Wow. A skąd wiesz kiedy występują wybuchy geomagnetyczne na słońcu i rezonans Schumanna? Zajmujesz się czymś takim zawodowo?
Haha po takiej ilości przyswojonej wiedzy na ten temat to w sumie mogłabym się zatrudnić w jakimś instytucie badań? Takie dane można sprawdzić w Internecie, są na bieżąco aktualizowane. Nawet na stronie NASA można sprawdzić aktywność słońca na przykład. Swoją drogą to badzo ciekawe zjawiska, ale właśnie mają wpływ na ludzi, szczególnie tych obciążonych chorobami.
Myślałam, że jesteś astronautką czy coś ;0)
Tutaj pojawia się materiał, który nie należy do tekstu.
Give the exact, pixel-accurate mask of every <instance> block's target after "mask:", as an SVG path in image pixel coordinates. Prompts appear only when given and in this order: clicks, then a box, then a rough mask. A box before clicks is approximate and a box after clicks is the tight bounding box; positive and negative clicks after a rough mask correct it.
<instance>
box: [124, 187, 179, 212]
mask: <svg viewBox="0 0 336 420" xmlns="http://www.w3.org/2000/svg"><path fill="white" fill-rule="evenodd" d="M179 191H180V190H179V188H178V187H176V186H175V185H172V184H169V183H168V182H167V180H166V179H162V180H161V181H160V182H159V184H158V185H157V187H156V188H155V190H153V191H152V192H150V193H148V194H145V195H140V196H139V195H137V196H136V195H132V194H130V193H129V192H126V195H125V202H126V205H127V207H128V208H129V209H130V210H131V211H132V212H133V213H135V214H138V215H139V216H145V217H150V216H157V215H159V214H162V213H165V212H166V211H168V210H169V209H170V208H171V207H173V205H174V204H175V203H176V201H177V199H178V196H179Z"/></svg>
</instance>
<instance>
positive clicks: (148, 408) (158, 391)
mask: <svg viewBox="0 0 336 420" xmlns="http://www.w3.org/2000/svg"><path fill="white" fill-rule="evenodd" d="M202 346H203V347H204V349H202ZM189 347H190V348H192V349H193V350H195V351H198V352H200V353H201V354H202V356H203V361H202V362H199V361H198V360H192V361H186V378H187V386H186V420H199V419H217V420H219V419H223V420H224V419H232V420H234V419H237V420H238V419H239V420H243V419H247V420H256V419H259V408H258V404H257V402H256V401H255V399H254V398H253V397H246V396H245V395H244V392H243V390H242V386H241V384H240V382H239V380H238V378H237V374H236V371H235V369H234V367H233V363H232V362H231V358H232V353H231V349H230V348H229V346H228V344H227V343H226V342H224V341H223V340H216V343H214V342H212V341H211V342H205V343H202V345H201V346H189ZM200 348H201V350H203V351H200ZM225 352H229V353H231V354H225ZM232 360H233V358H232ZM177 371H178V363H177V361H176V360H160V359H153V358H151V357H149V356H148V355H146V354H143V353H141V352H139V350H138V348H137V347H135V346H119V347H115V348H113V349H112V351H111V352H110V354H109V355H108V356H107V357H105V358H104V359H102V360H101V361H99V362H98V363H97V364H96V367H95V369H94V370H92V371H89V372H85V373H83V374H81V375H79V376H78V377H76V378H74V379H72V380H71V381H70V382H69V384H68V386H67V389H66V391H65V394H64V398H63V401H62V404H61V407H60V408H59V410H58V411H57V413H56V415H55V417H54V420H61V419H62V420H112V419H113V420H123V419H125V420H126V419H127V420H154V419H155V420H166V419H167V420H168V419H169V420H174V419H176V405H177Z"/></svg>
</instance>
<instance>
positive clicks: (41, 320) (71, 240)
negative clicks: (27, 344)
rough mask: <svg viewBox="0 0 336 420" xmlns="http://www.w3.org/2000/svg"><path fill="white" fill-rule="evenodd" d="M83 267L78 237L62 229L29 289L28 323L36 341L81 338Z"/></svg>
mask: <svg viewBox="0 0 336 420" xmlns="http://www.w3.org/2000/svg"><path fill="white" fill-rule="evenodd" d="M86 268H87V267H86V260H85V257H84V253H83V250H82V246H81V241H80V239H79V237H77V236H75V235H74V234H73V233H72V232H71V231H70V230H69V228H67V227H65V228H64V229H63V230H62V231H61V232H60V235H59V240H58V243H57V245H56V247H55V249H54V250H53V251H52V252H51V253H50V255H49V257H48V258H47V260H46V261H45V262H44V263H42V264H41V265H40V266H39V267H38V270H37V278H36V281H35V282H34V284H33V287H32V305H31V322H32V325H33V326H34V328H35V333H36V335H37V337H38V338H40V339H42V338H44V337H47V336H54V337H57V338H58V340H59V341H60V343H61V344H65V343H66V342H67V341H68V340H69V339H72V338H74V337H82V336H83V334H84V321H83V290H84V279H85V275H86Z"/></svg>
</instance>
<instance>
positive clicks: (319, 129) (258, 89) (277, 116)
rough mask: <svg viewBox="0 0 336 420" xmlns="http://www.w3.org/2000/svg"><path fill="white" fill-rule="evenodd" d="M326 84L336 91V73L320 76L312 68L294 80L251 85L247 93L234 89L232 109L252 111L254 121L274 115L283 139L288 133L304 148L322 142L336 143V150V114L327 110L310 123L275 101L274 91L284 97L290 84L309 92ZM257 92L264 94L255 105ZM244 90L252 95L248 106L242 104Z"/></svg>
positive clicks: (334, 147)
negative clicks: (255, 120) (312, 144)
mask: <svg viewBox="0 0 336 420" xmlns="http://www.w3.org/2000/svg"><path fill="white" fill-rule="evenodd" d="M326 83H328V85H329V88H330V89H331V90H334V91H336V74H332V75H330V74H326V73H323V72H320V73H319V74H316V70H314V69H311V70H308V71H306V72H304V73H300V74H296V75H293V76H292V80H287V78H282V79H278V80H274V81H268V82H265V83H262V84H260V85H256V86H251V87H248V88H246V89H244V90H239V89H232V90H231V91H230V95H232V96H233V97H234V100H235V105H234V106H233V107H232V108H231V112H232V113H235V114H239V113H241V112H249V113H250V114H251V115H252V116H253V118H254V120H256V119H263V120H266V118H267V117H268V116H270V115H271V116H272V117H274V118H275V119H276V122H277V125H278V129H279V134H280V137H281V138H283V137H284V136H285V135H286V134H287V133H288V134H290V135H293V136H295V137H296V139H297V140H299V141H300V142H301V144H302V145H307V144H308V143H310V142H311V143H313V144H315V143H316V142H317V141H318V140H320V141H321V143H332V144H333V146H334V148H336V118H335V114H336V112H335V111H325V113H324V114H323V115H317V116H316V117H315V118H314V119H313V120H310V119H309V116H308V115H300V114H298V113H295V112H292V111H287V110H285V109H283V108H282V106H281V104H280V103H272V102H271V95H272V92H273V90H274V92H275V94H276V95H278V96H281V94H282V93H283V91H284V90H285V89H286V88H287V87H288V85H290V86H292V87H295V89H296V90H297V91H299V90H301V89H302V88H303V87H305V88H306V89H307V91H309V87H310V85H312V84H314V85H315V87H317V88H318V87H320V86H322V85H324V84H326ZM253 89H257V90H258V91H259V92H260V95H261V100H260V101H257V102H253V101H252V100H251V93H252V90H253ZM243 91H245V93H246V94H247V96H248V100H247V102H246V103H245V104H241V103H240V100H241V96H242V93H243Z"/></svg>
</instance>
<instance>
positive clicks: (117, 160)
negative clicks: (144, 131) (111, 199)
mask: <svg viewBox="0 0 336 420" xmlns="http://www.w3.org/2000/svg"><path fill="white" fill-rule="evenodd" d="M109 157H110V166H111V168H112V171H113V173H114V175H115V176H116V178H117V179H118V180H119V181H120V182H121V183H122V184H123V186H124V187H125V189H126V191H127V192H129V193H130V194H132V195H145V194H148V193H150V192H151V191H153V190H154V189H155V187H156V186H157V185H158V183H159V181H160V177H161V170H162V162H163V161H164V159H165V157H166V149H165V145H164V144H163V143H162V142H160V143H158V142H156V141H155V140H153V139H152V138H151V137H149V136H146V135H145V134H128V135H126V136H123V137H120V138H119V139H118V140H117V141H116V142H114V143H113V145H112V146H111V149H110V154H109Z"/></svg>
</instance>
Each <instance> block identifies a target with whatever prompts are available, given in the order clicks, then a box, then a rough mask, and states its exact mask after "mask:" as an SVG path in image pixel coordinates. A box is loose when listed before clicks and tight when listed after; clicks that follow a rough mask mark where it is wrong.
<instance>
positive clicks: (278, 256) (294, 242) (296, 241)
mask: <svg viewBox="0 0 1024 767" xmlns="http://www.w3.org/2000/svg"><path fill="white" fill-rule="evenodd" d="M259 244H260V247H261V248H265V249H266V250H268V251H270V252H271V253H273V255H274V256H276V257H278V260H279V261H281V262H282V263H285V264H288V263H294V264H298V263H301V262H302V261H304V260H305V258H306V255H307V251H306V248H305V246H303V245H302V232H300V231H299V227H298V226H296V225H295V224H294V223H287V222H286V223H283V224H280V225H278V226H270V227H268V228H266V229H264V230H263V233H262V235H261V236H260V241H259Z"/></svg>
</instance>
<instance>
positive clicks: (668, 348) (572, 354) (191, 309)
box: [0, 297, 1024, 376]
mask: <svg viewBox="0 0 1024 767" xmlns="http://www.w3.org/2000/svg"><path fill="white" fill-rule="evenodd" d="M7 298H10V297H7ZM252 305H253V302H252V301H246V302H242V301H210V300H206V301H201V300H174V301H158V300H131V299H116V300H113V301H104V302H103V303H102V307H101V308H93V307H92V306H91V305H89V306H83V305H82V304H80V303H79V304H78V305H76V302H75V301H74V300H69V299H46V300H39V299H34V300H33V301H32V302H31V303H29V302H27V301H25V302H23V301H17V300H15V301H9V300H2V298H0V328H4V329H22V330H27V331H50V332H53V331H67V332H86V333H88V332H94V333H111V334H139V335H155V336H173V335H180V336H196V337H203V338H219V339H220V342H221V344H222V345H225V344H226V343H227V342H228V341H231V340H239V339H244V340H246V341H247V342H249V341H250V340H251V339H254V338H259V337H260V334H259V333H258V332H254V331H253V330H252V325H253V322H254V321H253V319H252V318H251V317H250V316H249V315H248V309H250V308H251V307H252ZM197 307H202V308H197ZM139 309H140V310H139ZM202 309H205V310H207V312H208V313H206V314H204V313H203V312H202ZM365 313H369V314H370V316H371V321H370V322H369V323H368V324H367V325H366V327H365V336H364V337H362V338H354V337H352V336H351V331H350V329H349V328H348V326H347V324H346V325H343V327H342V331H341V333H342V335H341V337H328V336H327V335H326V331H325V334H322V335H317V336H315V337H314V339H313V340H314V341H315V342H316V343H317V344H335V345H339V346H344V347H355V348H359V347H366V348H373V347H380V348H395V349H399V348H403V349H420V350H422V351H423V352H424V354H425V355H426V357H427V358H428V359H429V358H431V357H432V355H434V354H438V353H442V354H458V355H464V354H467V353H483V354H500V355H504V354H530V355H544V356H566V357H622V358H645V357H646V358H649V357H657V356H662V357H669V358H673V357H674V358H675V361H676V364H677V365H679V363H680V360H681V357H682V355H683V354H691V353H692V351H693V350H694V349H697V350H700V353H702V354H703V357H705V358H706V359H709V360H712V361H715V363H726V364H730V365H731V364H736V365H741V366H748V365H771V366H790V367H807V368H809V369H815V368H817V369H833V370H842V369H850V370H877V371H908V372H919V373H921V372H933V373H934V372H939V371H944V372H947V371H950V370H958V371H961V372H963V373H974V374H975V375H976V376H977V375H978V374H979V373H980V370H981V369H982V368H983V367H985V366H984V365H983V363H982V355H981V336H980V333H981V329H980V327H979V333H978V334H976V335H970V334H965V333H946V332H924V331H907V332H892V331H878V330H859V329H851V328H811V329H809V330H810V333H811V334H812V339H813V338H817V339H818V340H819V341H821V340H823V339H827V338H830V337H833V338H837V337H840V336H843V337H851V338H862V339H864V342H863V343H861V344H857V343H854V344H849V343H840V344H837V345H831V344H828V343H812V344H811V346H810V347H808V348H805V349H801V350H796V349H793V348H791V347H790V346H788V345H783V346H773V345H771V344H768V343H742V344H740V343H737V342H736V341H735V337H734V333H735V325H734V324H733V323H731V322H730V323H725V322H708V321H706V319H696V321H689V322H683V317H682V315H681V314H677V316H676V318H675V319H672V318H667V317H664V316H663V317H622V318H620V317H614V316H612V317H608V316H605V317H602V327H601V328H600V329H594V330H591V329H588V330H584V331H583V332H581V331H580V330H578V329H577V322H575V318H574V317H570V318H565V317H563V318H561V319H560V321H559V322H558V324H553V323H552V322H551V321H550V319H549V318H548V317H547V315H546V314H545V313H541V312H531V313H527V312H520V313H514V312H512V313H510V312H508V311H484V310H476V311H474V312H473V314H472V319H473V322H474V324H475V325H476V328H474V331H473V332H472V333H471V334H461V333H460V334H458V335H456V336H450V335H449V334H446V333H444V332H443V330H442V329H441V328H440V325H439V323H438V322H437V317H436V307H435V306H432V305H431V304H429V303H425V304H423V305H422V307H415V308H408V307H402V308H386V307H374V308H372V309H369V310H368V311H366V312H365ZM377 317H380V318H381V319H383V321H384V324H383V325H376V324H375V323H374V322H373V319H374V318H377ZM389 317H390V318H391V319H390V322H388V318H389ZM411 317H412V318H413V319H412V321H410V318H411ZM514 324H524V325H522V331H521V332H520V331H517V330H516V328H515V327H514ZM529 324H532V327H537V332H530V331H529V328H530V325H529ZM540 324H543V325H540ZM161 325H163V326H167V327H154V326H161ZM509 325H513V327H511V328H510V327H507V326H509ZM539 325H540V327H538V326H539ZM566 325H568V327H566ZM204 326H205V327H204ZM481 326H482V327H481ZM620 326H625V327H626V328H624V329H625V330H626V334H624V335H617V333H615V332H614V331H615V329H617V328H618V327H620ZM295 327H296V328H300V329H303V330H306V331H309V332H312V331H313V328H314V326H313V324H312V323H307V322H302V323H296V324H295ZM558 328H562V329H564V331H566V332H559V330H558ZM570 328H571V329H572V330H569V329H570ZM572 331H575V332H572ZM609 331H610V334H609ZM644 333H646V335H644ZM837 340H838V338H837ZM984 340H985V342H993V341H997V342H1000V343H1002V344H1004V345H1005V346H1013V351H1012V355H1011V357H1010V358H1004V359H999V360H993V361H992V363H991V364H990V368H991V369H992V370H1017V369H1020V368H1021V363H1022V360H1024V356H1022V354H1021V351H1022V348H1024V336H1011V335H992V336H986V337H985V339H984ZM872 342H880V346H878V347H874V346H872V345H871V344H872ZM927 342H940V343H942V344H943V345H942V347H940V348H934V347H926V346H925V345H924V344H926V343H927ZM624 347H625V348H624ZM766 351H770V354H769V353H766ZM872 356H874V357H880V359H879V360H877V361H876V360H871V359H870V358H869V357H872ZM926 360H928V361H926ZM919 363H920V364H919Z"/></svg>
Hej, też tak miałam i przypisywałam to burzom geomagnetycznym i wybuchom na słońcu. W pewnym momencie zorientowałam się, że moje ataki pojawiają się jak czytam intensywnie portale typu losyziemi i nakręcam się że zaraz coś się wydarzy. Przestałam czytać i ataki zaczęły pojawiać się w zupełnie innym czasie. Na tym portalu jest tak, że właściciel witryny informuje wcześniej kiedy spodziewane są zaburzenia geomagnetyczne na ziemi. Mnie nakręcała sama myśl, że takie zaburzenia się pojawią, ale nie miały na mnie faktycznego wpływu, choć właściciel witryny twierdzi, że wybuchy wpływają na układ hormonalny. Dziwię się tylko że nikt inny nie pokusił się o badania na ten temat.
Właśnie wcześniej też czytałam co jakiś czas i się nakręcałam jak Ty. W końcu przestałam czytać, a ataki i tak się pojawiają. Muszę przestać w ogóle się tym interesować, choć zawsze po ataku jak okazuje się, że coś na słońcu się działo to jestem spokojniejsza, bo nie umieram na zawał tylko to te wybuchy ? Rzeczywiście jest to ciekawy temat i mało informacji na ten temat.
Faktycznie pamiętam że mnie też to uspakajało 🙂 Ja zauważyłam że kiedy wyjechałam na urlop i nie miałam czasu na czytanie o słońcu, wróciłam weszłam na losyziemi i się zdziwiłam bo właśnie trwały burze magnetyczne a ja się czułam dobrze 🙂 Polecam Ci oderwać się na trochę i po pewnym czasie zweryfikować wstecz czy faktycznie to miało na Ciebie wpływ czy może coś innego.